The payments industry around the world has been steadily rising as the hottest and most financially attractive segment within FinTech. Mobile payments, in particular, are on the verge of explosive growth and adoption in the coming years.If in 2015, US mobile payments transactions reached approximately $8.7 billion, by 2019, the number is expected to hit $142 billion. Meanwhile, the number of Europeans regularly using a mobile device for payments has tripled since 2015 from 18% to 54%.

This is truly a time of a ‘gold rush’ and all kinds of market participants are now jumping on the bandwagon – financial institutions, technology startups and large tech corporations, mobile phone manufacturers, etc.

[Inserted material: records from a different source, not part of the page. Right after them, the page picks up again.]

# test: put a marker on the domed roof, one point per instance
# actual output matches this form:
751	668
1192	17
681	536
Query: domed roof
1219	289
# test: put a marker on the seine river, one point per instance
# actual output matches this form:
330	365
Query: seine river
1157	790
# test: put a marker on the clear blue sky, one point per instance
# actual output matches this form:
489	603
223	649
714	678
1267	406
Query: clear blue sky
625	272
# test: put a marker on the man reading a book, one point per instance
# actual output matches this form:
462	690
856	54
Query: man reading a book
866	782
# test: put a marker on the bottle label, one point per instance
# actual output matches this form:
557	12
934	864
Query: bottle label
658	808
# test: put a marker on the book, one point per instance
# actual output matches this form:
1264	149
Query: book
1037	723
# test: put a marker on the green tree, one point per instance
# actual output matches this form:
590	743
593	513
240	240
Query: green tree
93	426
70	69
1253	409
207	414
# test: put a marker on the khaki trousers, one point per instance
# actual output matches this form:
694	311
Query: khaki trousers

Financial institutions, in particular, are expressing strong interest in mobile payments and launching proprietary mobile payments solutions one after another. In fact, ~55 banks around the world have already started programs that support mobile pay services, out of which around 42% of mobile pay solutions were launched by European institutions with Central and Eastern Europe leading the pack.

Mobile Payments Programs are on the Rise Among Major Market Participants

Source: CreditUnionTimes, 2016

International institutions like Chase (QR-code based payment service), Mastercard (Masterpass QR), Citibank (Citi Pay) and many others are investing in mobile pay solutions to remain relevant to the modern mobile consumer. The move can be explained by such factors as increasing reliance and use of mobile devices (average smartphone usage grew 43% in 2015) for various purposes including shopping, increasing the share of e-commerce sales in total retail sales and other variables.

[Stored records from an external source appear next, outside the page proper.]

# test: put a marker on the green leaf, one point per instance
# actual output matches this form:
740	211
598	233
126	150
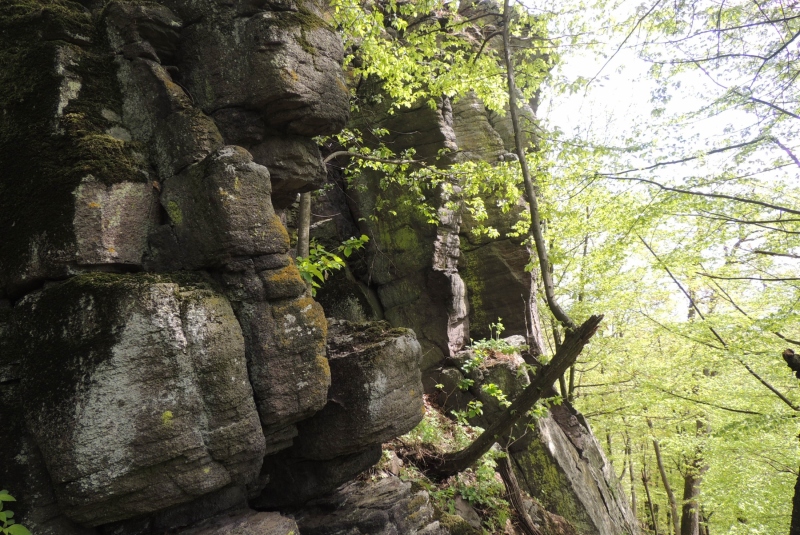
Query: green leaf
18	529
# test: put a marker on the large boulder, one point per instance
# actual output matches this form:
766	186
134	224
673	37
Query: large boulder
566	470
219	210
375	396
384	507
135	390
375	390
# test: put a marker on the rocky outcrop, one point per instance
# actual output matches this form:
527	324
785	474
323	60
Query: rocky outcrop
566	469
160	354
135	389
448	284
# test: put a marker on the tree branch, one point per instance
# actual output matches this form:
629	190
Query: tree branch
533	203
570	349
711	195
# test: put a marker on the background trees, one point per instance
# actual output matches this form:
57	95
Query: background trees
681	225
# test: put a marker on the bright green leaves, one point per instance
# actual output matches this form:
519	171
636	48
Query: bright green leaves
8	525
318	265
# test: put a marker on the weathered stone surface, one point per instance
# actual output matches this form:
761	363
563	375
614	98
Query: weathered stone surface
23	471
245	523
111	222
383	507
294	481
475	136
295	166
285	346
227	500
54	138
345	297
136	392
375	392
375	395
285	64
219	209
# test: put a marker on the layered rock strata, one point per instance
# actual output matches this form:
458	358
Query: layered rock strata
157	343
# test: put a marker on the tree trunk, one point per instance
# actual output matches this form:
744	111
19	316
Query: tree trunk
303	225
571	347
690	517
653	517
515	495
629	455
533	203
795	526
673	505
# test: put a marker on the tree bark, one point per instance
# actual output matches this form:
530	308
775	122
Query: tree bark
515	496
533	203
795	525
629	454
653	517
690	514
673	505
571	347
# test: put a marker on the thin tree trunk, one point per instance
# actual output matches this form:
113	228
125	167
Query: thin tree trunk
795	526
303	225
629	455
690	515
673	505
515	495
573	344
533	203
571	391
653	517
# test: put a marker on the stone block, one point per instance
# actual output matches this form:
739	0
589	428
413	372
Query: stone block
219	210
375	394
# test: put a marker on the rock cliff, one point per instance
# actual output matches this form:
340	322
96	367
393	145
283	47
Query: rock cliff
162	362
163	366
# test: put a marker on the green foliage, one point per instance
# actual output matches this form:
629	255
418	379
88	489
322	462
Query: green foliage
9	525
473	410
317	266
718	210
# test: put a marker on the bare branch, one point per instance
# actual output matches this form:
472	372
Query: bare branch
701	194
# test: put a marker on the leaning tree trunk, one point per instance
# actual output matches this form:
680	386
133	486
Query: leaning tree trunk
571	347
673	505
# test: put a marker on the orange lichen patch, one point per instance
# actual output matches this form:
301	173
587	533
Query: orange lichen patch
282	283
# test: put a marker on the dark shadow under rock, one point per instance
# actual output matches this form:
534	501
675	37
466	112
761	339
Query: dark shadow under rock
388	506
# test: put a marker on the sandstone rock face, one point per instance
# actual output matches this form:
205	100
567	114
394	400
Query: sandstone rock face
136	389
375	392
219	210
375	395
557	459
567	471
246	523
157	342
385	507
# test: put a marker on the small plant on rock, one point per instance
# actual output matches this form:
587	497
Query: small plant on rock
9	526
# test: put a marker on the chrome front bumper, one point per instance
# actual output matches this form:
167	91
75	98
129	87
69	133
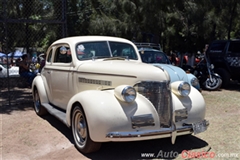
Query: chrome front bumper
172	132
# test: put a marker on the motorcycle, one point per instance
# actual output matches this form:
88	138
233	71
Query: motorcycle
204	71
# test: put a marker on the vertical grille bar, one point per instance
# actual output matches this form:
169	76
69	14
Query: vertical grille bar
159	94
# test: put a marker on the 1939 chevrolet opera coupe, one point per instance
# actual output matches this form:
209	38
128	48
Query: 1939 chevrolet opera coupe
99	87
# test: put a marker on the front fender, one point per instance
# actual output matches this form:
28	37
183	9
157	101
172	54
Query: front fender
38	83
194	103
105	113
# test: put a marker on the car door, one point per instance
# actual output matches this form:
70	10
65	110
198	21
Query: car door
61	78
46	76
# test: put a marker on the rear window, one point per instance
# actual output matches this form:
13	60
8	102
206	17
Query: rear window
217	47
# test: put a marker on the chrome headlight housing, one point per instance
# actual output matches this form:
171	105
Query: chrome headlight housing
194	81
181	88
125	93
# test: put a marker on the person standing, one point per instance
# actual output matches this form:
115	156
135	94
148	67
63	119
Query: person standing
24	70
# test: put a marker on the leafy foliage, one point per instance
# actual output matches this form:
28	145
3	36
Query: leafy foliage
178	25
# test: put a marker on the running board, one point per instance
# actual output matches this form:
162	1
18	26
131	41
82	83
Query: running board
56	112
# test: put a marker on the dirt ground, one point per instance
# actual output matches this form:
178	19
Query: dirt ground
25	136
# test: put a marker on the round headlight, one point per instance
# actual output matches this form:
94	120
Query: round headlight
125	93
184	88
129	94
194	81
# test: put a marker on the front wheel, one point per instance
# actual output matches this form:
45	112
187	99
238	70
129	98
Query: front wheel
213	85
80	132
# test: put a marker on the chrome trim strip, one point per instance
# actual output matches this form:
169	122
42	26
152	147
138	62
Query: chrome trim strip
103	74
95	81
147	133
106	74
142	121
173	131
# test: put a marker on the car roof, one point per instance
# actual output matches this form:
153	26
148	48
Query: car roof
149	49
77	39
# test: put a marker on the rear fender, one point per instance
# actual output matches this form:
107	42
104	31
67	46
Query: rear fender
39	85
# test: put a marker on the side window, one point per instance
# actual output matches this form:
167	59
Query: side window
63	55
234	47
49	58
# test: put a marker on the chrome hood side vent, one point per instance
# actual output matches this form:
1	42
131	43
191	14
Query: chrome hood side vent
159	94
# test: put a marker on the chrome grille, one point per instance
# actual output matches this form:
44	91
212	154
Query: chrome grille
159	94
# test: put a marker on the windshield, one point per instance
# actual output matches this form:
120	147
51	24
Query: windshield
104	49
154	57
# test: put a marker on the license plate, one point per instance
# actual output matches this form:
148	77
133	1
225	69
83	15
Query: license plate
200	127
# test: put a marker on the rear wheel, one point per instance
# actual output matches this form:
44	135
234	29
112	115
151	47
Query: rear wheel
225	77
80	132
39	109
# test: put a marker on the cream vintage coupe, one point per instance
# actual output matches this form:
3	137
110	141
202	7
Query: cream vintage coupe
99	87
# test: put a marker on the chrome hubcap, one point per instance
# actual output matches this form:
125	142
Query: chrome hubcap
37	101
80	128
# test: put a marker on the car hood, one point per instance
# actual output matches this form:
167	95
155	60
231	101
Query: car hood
175	73
119	72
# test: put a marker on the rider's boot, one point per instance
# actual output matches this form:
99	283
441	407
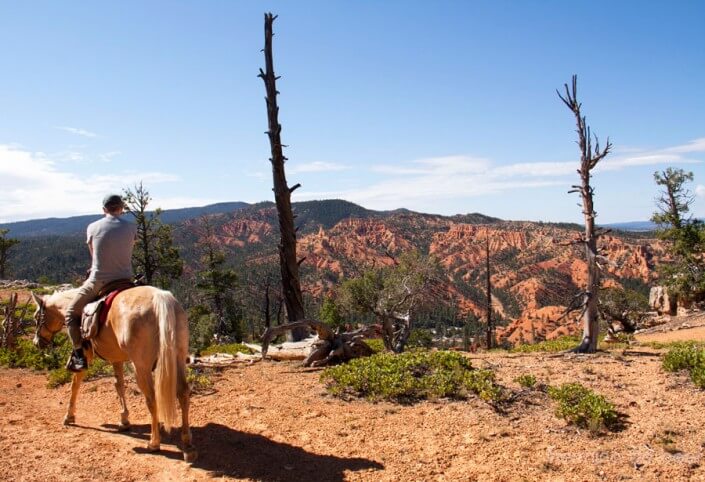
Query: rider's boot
77	361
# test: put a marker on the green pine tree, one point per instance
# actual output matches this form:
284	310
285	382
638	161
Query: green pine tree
155	255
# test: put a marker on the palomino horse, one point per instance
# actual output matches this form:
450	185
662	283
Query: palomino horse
148	327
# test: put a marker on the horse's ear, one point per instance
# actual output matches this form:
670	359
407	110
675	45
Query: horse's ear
39	300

Cost-efficiency is also an important reason for the development of mobile payments solutions. Back in 2014, research suggested that adopting mobile payments instead of credit cards, checks and cash could boost the UK’s retail sector by about £1 billion. As explained by the Finance Magnates, the primary reason for this boost in revenue was attributed to the increased speed in checkout times – by simply placing a mobile device over the contactless payment terminal instead of customers having to hand over cash, then waiting to receive the correct change back, the whole transaction process is reduced to seconds.

According to the study by Wirecard and Mobile Ecosystem Forum (MEF), social media is expected to emerge as a key opportunity for mobile payments, especially in growth markets where feature phones are still dominant. The study found that a quarter (25%) of feature phone users say that a social media page is their number one destination for mobile commerce ahead of 15% of smartphone users.

Financial institutions are not alone in realizing the value of mobile pay solutions; other big marines are mentioned – earlier technology companies, which appear to be highly successful in their quest of gaining market share. Apple, Google, PayPal and Samsung are among the leading tech companies with a significant share in the mobile payments market.

With major smartphone brands and financial institutions making a big entrance into the mobile payment business, the total revenue of the worldwide mobile payment market in 2015 reached $450 billion, according to TrendForce. By the end of 2016, the total revenue is estimated to hit $620 billion, representing a massive growth of 37.8% YoY.

Overall, there is no lack of innovative solutions to ensure the rapid growth and success of mobile payments adoption. There is, however, a risk that an increasing number of market participants will fragment the market to the point when no one will be able to reach a level of adoption that will make business sense to sustain. The highly fragmented market of mobile payments has been noted as an obstacle to smooth customer experience and an inhibitor to adoption. Nonetheless, financial institutions and tech players are rushing to offer a service that is expected to rise in demand and usage.